Section 3.02. Additional Definitions.
The following new definition is hereby added to Section
1.01 of the Credit Agreement:
"JPF Debentures" shall mean the $3,000,000 Junior
Subordinated Debentures issued by Borrower to J.P. Fragrances,
Inc.
Section 3.03. Amendment to Section 2.02.
Section 2.02 of the Credit Agreement is hereby amended to
read in its entirety as follows:
"The Advances made by Lender pursuant to Section 2.01 hereof
shall be evidenced by the Revolving Credit Note issued by
Borrower to the order of Lender in an original principal amount
of Fifty Million Dollars ($50,000,000)."
Section 3.04. Amendment to Section 2.03.
Section 2.03 of the Credit Agreement is hereby amended to
read in its entirety as follows:
"Section 2.03. The Revolving Credit Commitment.

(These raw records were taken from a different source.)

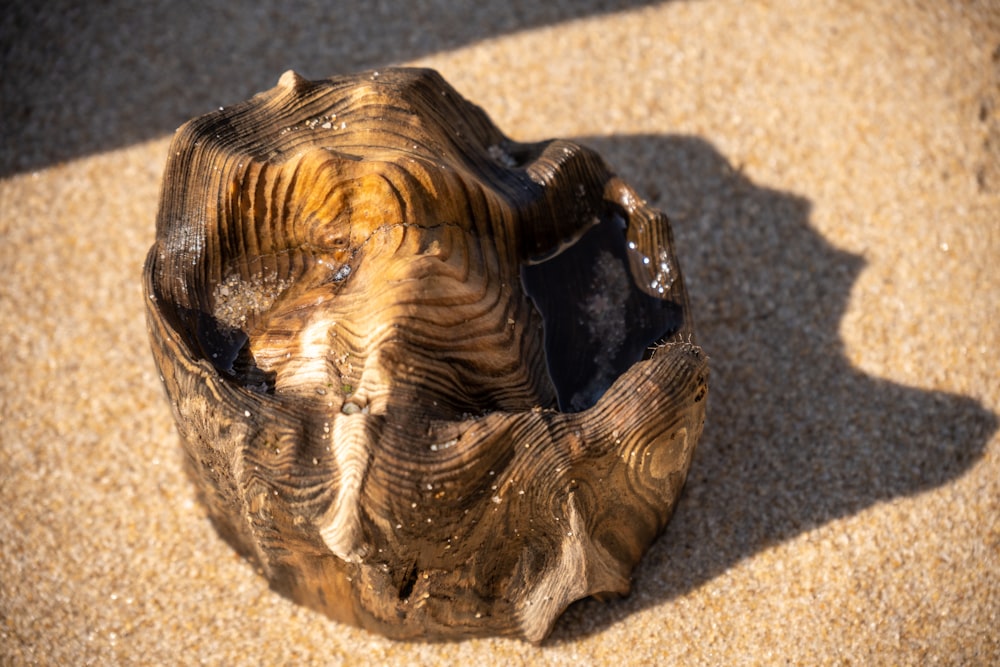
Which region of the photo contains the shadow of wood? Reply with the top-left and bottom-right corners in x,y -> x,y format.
549,135 -> 1000,643
0,0 -> 672,177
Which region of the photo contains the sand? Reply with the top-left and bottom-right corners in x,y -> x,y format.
0,0 -> 1000,665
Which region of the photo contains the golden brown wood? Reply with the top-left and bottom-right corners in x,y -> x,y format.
144,69 -> 708,641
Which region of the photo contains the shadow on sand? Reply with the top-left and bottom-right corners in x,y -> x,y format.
548,135 -> 998,643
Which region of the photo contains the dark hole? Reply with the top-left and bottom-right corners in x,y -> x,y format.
399,563 -> 417,600
521,210 -> 683,412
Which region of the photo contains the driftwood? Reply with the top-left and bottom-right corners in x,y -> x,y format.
144,69 -> 708,641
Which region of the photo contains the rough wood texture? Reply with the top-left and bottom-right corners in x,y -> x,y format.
144,69 -> 708,641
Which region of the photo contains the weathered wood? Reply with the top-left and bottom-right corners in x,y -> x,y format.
144,69 -> 708,641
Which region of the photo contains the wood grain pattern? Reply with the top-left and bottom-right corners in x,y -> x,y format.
144,69 -> 708,642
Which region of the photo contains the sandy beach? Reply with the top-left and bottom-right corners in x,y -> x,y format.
0,0 -> 1000,665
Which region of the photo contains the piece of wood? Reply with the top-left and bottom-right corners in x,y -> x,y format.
144,69 -> 708,642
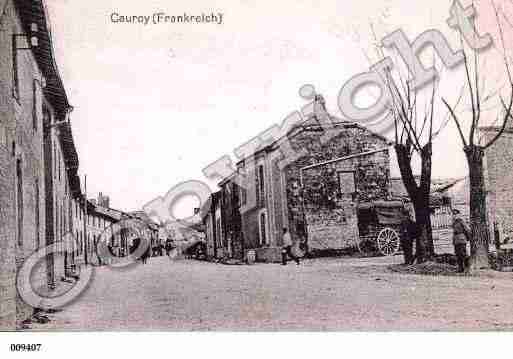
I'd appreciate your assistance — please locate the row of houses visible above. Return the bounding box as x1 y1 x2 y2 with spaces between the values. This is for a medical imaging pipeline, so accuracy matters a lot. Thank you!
0 0 157 330
201 96 513 262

(a) The Revolving Credit Commitment shall be equal to the
lesser of:
(i) the Borrowing Base as in effect from time to time,
or
(ii) Fifty Million Dollars ($50,000,000).

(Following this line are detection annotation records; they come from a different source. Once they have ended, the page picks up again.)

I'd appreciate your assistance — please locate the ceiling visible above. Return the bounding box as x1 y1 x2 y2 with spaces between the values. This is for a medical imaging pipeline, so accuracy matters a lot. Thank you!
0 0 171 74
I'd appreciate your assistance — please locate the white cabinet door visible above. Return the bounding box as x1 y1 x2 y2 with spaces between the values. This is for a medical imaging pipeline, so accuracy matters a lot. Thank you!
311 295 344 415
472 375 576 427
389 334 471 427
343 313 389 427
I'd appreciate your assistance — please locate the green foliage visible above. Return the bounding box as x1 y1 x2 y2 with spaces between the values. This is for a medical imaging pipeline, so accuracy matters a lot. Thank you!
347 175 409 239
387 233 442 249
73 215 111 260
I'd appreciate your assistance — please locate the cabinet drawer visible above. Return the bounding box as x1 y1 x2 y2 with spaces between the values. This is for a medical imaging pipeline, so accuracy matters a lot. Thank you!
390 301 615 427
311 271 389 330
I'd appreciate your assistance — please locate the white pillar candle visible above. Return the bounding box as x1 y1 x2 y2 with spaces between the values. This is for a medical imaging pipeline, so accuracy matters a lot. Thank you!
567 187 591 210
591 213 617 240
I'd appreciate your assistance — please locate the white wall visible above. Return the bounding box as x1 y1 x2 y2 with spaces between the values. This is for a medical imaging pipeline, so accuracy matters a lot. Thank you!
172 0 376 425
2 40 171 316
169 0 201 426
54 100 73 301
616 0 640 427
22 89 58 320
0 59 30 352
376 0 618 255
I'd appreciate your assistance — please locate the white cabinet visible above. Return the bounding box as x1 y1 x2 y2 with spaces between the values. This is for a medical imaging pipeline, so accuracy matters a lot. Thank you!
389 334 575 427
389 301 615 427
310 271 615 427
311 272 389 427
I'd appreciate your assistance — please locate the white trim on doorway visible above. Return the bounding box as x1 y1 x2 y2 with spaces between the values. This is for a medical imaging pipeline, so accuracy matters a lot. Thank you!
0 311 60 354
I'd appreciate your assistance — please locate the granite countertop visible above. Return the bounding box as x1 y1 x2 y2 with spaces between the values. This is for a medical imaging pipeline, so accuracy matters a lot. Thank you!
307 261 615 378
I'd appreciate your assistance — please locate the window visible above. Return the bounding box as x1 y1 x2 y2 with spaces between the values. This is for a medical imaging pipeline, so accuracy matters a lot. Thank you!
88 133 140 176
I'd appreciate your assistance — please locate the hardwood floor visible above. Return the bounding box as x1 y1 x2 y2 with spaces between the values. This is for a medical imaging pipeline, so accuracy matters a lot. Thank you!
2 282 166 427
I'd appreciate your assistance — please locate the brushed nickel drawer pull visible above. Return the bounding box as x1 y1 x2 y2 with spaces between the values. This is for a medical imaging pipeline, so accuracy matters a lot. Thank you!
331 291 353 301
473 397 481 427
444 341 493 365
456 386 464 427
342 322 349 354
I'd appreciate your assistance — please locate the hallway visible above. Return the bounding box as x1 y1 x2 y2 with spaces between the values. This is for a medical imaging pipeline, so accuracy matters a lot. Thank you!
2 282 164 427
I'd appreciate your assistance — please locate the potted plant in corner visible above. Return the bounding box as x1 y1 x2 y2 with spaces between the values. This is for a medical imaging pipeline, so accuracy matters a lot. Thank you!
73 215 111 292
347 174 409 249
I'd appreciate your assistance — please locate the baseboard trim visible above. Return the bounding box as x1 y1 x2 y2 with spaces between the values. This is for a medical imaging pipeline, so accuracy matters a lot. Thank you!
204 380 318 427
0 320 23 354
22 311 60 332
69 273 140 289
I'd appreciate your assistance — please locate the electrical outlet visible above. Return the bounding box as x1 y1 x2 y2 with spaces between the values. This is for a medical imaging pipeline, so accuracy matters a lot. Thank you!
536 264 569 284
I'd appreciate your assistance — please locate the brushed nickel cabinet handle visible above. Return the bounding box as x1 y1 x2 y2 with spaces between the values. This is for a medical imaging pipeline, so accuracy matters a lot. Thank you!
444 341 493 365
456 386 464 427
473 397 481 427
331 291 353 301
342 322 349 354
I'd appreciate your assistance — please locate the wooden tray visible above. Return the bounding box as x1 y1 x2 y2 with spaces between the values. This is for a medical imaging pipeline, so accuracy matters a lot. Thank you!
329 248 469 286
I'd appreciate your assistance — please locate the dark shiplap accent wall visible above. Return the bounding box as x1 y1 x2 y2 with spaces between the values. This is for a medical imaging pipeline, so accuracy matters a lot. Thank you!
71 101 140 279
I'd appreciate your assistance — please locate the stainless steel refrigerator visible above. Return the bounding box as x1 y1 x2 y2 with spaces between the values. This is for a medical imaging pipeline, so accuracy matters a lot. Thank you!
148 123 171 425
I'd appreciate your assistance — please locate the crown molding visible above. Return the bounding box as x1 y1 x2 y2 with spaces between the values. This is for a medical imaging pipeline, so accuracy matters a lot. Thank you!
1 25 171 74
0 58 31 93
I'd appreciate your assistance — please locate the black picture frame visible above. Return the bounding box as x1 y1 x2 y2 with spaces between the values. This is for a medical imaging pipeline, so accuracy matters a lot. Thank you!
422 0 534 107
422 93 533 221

Section 3.05. Amendment to Section 8.01.
Section 8.01(f) of the Credit Agreement is hereby amended to
read in its entirety as follows:
"(f) Indebtedness to Subordinated Creditors evidenced
by the Subordinated Debentures in an aggregate principal amount
not to exceed at any time outstanding $14,300,000 only so long as
such Indebtedness is subordinated to Indebtedness of Borrower to
Lenders;"
Section 3.06. Amended Exhibit.
Exhibit A attached hereto is hereby intended to replace
Exhibit D to the Credit Agreement and is hereby intended to read
as Exhibit D - Amended.
Section 4. Security Documents.
(a) Borrower and Lender each hereby confirm that all
references to the "Credit Agreement" or the "Agreement" in any of
the Security Documents shall be deemed to be references to the
Credit Agreement as amended hereby; that the obligations of
Borrower under the Credit Agreement, as amended hereby, and fees
and expenses in connection therewith constitute additional
indebtedness, liabilities and obligations of Borrower to Lender,
all of which are secured by the Security Documents, and that all
references to "indebtedness" and/or "obligations" secured by such
instruments shall be deemed amended to include all obligations of
Borrower in respect of the Credit Agreement as amended hereby.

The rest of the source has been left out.